Lean hog futures were mixed Monday as investors weighed strength in cash markets against the broad-market sell-off.
October hog futures rose 0.3 cent, or 0.3%, to 87.65 cents a pound in trading at the Chicago Mercantile Exchange. CME December hog futures fell 0.9 cents, or 1.1%, to 81.82 cents a pound.
October contracts found support in the continued rise in cash prices for hogs, which have been rallying over the last two weeks as demand from pork processors has surged on healthy profit margins and high prices for pork.
Traders almost uniformly assumed that China is currently buying more pork to temper inflated food prices there. China likewise moved to import more pork in summer, pushing U.S. pork prices to record levels.
Participants are nonetheless bracing for a fall in cash prices in October, which would weigh on futures since cash prices converge with futures when a contract expires. Cash prices typically show stability in September before falling again in October and November as a seasonal rise in production among pig farmers nears its peak.
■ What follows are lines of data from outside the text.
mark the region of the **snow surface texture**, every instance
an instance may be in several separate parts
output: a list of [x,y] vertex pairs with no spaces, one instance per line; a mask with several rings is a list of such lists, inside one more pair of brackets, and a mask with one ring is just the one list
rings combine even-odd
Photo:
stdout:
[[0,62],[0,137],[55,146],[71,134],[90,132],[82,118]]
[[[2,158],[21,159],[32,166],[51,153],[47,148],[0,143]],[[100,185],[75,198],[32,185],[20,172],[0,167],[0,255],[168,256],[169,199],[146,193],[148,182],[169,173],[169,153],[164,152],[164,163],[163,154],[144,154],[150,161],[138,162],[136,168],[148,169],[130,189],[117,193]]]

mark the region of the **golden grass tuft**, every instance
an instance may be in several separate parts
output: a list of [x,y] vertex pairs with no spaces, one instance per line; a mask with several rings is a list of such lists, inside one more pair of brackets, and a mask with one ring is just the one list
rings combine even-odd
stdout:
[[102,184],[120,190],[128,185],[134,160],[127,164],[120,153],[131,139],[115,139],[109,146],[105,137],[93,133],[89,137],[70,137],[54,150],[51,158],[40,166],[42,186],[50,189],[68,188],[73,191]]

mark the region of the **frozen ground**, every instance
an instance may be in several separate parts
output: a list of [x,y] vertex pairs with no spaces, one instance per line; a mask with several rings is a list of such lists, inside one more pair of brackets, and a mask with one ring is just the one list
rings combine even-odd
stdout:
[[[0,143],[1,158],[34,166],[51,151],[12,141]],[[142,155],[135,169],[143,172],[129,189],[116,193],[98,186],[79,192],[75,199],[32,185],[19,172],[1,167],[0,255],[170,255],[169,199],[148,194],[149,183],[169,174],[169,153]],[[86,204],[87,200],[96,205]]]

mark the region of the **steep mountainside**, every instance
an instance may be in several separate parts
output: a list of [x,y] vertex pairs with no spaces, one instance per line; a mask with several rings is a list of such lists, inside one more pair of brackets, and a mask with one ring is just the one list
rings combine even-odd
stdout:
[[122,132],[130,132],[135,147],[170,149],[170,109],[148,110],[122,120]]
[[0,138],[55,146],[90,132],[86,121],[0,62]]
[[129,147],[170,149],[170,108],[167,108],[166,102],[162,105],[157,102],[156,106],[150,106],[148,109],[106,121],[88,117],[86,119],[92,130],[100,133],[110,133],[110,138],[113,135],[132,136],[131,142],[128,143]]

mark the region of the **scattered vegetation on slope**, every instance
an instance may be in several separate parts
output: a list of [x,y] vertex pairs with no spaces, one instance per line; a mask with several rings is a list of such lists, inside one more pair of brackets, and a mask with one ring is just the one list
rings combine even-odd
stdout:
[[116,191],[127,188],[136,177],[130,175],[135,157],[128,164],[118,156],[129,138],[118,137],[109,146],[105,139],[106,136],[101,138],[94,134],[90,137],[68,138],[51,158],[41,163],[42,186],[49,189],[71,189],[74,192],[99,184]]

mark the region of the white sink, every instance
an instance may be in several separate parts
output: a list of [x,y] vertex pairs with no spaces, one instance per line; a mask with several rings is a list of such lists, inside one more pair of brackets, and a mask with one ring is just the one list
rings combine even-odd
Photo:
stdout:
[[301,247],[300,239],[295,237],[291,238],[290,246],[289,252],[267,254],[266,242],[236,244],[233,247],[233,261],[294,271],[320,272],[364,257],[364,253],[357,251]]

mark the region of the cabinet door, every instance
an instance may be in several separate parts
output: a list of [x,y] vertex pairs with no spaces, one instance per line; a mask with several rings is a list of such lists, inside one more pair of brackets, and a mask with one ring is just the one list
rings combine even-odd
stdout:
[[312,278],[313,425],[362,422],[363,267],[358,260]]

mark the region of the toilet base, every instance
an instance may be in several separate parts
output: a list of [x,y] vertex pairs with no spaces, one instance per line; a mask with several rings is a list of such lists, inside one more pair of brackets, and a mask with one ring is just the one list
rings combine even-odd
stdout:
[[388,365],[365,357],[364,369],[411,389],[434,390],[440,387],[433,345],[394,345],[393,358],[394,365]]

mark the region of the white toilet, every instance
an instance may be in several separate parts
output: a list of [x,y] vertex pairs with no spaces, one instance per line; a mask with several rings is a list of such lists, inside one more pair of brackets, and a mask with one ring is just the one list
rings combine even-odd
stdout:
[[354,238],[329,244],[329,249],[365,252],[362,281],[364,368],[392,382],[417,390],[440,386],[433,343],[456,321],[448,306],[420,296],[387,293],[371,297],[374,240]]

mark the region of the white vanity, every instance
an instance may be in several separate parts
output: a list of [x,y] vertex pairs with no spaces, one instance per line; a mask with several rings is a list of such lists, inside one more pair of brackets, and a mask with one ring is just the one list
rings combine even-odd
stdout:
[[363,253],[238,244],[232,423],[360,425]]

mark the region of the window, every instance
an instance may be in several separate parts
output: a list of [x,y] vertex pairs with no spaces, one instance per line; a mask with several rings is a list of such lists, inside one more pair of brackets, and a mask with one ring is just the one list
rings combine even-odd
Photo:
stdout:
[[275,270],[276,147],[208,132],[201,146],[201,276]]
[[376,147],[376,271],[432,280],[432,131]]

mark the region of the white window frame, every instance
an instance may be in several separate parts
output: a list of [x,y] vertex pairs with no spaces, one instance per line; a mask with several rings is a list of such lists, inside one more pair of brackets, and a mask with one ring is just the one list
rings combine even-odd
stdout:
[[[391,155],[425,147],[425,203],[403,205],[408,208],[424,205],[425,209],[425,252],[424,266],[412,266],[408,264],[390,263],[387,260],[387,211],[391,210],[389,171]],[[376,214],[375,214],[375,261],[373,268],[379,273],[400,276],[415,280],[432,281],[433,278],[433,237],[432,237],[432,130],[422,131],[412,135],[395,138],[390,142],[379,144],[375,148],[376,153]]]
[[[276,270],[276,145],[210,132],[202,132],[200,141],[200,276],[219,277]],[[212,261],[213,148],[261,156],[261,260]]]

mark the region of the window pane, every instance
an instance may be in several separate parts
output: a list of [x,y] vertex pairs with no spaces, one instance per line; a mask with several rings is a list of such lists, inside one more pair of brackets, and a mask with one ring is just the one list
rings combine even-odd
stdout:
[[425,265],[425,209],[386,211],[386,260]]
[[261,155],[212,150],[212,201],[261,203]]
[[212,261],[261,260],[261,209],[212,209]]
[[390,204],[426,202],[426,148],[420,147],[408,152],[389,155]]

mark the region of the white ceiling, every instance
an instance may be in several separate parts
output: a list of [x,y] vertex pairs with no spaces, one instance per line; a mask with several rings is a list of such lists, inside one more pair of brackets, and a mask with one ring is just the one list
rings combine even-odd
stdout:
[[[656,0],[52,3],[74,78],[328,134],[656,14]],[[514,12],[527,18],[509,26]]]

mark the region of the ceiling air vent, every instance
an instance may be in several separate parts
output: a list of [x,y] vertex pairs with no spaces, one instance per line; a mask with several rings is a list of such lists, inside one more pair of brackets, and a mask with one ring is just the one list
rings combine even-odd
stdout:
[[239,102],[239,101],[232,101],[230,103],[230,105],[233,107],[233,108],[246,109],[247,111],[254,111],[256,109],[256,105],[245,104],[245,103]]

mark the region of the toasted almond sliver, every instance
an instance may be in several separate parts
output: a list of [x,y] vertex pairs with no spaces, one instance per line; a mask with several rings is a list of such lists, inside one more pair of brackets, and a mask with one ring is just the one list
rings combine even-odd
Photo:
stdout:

Hog producers typically turn up production in late summer and early fall as cooler weather makes for more efficient hog-raising conditions.
Cash prices in direct markets were mostly higher Monday as meat packers continued to buy supplies for this week's slaughter. Packers are still buying supplies in part because they're slaughtering far more animals than the same time last year. Last week's slaughter of about 2.3 million head was nearly 5% higher than the same week last year.
The USDA's pork carcass composite value Friday rose 15 cents to $95.37 a hundred pounds.
The latest Dow Jones Newswires pork packer margin index was plus $8.60 per head, compared with plus $9.44 the previous day.